Incapaz de resistirlo, el Dramaturgo bajó corriendo para mirar en el garaje. Lógicamente, el Plymouth no estaba allí.
Al volver pasó por delante de la puerta del sótano, que estaba abierta de par en par. La cerró de golpe. ¿Por qué siempre estaba abierta aquella maldita puerta? El pestillo encajaba bien; Norma debía de haberla dejado abierta. Del sucio sótano ascendía un olor a descomposición denso y nauseabundo; olor a tierra, a putrefacción, a tiempo. Sintió un escalofrío.
Norma decía que detestaba el sótano: «Es asqueroso». Era lo único de la Casa del Capitán que no le gustaba. Sin embargo, el Dramaturgo pensaba que Norma había inspeccionado el sótano con una linterna, como una niña voluntariosa decidida a averiguar lo que le asusta. Pero Norma tenía treinta y dos años, no era una niña. ¿Qué objeto tenía darse miedo? Y en su estado.
Nunca se lo perdonaría, pensaba. Que Norma estropease aquella felicidad.
Por fin, pasadas las seis de la tarde, el teléfono volvió a sonar. El Dramaturgo se abalanzó sobre el auricular. Aquella voz cálida y frágil.
—Ayyyy, papá. ¿Estás en-enfadado conmigo?
—Norma, ¿qué ocurre? ¿Dónde estás?
No podía ocultar el miedo que sentía.
—Estoy aquí medio enganchada con una gente…
—¿Qué gente? ¿Dónde?
—No estoy en ningún apuro, papá. Lo que pasa es que… ¿Qué dices? —le estaba hablando otra persona y ella respondió tapando el auricular con la mano. El Dramaturgo, temblando, oyó voces elevadas al fondo. Y una estruendosa música de
rock and roll
. Norma volvió a ponerse entre risas—. Uf, esto está de miedo. Pero es gente muy simpática, papá. Hablan francés o algo así. Y hay dos chicas, ¿sabes? Son hermanas. Gemelas idénticas.

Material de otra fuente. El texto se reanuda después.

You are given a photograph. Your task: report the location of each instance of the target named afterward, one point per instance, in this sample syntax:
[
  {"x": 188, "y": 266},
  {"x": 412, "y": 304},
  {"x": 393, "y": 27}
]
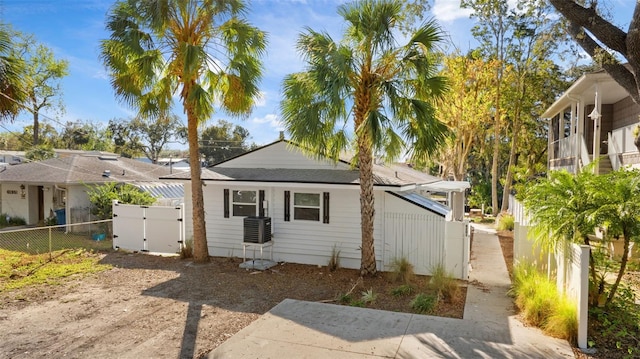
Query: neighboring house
[
  {"x": 314, "y": 207},
  {"x": 11, "y": 157},
  {"x": 595, "y": 115},
  {"x": 39, "y": 190}
]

—Norma, ¿qué dices? No te oigo. ¿Gemelas?
—Pero enseguida me pongo en camino. Voy a hacer la cena. ¡Te lo prometo!
—Norma…
—Papá, me quieres, ¿verdad? Y no estás enfadado conmigo…
—Norma, por el amor de Dios…
Por fin, a las siete menos veinte, apareció Norma con el cinco puertas. Saludándolo a través del parabrisas.
El Dramaturgo la esperaba y la espera le había estirado la cara. Tenía la impresión de haber esperado un día entero. Sin embargo, casi todo el cielo seguía iluminado, con claridad de verano. Sólo en el horizonte oriental, en el lejano confín del océano, había comenzado el crepúsculo, semejante a una mancha oscura que ascendiese como arcos de nube compacta.
Y llegó Norma corriendo. Era la Vecina de Arriba. A no ser que fuese Rose disfrazada de Vecina de Arriba.
Con el sombrero de paja que seguía sujetando con un cordón bajo la barbilla. Con un blusón premamá estampado con pimpollos rosas y un pantalón corto, blanco y algo sucio. Rodeó con los brazos el tieso cuello del Dramaturgo y lo besó larga y húmedamente en la boca.
—Caramba, papá. Lo siento muchísimo.
El Dramaturgo sintió en la boca el sabor de algo maduro y dulce. Norma tenía manchadas las comisuras de la boca. ¿Había estado bebiendo?
Norma trataba de sacar las bolsas de comida del Plymouth y el Dramaturgo la ayudó sin decir palabra. El corazón le latía con una furia que era, de hecho, consecuencia del temor experimentado. ¡Si a Norma le hubiera ocurrido algo! ¡Y al niño! Sin que él se diera cuenta, Norma se había convertido en el eje de su vida.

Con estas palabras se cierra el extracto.